Particle production and classical condensates in de Sitter space

TL;DR

This paper analyzes how quantum fluctuations of scalar fields in de Sitter space evolve, showing that low-mass fields develop classical behavior outside the Hubble radius, while heavy fields do not, due to the universe's rapid expansion.

Contribution

It provides a detailed analysis of particle production and classicalization of quantum fluctuations in de Sitter space, highlighting the role of mass and expansion in this process.

Findings

Low-mass fields' occupation number grows and diverges outside the Hubble radius.

Heavy fields' occupation number remains bounded and oscillatory.

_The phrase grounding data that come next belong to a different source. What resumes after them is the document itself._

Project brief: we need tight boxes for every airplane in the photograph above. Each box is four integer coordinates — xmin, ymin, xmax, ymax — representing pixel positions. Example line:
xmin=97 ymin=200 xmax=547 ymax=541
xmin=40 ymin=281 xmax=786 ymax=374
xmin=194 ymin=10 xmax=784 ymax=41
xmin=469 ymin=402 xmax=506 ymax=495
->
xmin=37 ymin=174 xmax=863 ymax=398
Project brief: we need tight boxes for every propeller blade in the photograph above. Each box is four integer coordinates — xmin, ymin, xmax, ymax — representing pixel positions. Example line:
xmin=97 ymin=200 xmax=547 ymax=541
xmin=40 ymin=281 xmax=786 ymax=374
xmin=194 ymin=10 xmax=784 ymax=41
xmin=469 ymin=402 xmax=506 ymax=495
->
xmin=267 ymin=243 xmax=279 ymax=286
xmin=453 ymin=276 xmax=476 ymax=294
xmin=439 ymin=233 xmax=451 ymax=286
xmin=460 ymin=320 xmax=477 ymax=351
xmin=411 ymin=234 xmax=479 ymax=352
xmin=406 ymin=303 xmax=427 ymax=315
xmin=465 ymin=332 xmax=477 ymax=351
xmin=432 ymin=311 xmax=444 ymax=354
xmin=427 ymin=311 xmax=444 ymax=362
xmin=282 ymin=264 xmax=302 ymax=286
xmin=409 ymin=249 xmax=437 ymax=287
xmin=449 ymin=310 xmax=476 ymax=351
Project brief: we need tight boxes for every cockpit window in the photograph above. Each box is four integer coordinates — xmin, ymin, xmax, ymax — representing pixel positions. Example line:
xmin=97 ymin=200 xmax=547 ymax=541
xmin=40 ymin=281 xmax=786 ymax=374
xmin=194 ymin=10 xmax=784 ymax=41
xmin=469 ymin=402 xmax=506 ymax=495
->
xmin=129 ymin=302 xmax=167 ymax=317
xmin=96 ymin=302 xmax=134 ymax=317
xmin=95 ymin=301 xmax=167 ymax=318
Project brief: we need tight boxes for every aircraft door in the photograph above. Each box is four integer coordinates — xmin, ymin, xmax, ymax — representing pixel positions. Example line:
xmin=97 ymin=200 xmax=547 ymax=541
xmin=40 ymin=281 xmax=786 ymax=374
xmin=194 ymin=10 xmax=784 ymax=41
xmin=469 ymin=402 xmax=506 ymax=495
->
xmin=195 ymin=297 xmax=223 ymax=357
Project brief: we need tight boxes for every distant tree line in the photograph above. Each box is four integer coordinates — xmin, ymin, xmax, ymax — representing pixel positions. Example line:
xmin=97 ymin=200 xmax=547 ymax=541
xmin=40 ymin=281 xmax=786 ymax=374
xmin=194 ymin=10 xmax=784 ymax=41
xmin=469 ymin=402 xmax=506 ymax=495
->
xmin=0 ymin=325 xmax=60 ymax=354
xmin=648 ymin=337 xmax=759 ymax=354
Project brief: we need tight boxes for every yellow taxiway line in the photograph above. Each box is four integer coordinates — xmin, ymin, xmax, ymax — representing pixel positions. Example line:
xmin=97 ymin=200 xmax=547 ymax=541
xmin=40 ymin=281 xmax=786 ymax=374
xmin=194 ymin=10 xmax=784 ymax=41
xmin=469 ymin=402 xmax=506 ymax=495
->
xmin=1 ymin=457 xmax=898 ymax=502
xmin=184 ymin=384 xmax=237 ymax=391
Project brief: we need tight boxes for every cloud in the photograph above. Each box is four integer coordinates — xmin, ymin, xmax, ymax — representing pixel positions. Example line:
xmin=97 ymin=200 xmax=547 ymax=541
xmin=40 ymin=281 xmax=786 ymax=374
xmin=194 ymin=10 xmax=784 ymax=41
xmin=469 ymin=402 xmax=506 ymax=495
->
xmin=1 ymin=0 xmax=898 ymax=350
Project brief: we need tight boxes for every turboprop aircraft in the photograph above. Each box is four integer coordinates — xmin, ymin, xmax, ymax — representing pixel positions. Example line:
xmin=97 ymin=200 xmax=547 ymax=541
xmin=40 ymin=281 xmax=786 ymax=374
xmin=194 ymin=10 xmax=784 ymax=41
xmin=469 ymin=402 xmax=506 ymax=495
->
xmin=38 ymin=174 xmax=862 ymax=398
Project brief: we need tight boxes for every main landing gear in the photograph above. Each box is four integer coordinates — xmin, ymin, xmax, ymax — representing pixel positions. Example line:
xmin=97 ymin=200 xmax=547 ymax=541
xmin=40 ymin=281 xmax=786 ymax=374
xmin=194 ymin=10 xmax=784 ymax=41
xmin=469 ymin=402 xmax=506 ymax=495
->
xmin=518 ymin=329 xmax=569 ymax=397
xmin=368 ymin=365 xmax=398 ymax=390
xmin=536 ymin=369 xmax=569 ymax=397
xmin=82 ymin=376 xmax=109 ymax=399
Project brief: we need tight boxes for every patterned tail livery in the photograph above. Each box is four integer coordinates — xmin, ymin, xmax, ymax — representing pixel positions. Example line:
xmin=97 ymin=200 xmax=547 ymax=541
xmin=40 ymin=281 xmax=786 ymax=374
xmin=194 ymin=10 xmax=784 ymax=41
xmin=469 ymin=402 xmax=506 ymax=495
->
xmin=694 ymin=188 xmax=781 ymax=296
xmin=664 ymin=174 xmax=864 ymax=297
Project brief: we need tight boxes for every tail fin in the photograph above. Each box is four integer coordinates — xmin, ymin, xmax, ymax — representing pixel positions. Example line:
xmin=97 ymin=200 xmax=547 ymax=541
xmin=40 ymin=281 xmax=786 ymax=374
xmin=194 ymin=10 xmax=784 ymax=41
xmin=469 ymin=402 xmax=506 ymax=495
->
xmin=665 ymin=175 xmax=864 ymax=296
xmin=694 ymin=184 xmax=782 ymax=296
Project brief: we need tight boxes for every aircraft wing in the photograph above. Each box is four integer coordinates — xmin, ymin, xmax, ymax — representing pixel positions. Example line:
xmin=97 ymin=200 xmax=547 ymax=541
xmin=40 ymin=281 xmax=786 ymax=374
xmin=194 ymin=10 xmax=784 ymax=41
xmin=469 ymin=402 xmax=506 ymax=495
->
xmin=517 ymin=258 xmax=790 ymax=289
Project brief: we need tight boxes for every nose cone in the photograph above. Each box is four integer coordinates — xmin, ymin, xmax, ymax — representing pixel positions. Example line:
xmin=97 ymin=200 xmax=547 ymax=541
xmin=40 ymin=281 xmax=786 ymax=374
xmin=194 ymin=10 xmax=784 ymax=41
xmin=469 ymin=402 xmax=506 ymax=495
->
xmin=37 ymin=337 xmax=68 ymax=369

Classical behavior emerges for low-mass fields due to expansion, independent of interactions.

Abstract

The cosmological particle production in a $k=0$ expanding de Sitter universe with a Hubble parameter $H_0$ is considered for various values of mass or conformal coupling of a free, scalar field. One finds that, for a minimally coupled field with mass $0 \leq m^2 < 9 H_0^2/4$ (except for $m^2= 2H_0^2$), the one-mode occupation number grows to unity soon after the physical wavelength of the mode becomes larger than the Hubble radius, and afterwards diverges as $n(t) \sim O(1)(\lambda_{phys}(t)/H_0^{-1})^{2\nu}$, where $\nu \equiv [9/4 - m^2/H_0^2]^{1/2}$. However, for a field with $m^2 > 9H_0^2/4$, the occupation number of a mode outside the Hubble radius is rapidly oscillating and bounded and does not exceed unity. These results, readily generalized for cases of a nonminimal coupling, provide a clear argument that the long-wavelength vacuum fluctuations of low-mass fields in an inflationary universe do show classical behavior, while those of heavy fields do not. The interaction or self-interaction does not appear necessary for the emergence of classical features, which are entirely due to the rapid expansion of the de Sitter background and the upside-down nature of quantum oscillators for modes outside the Hubble radius.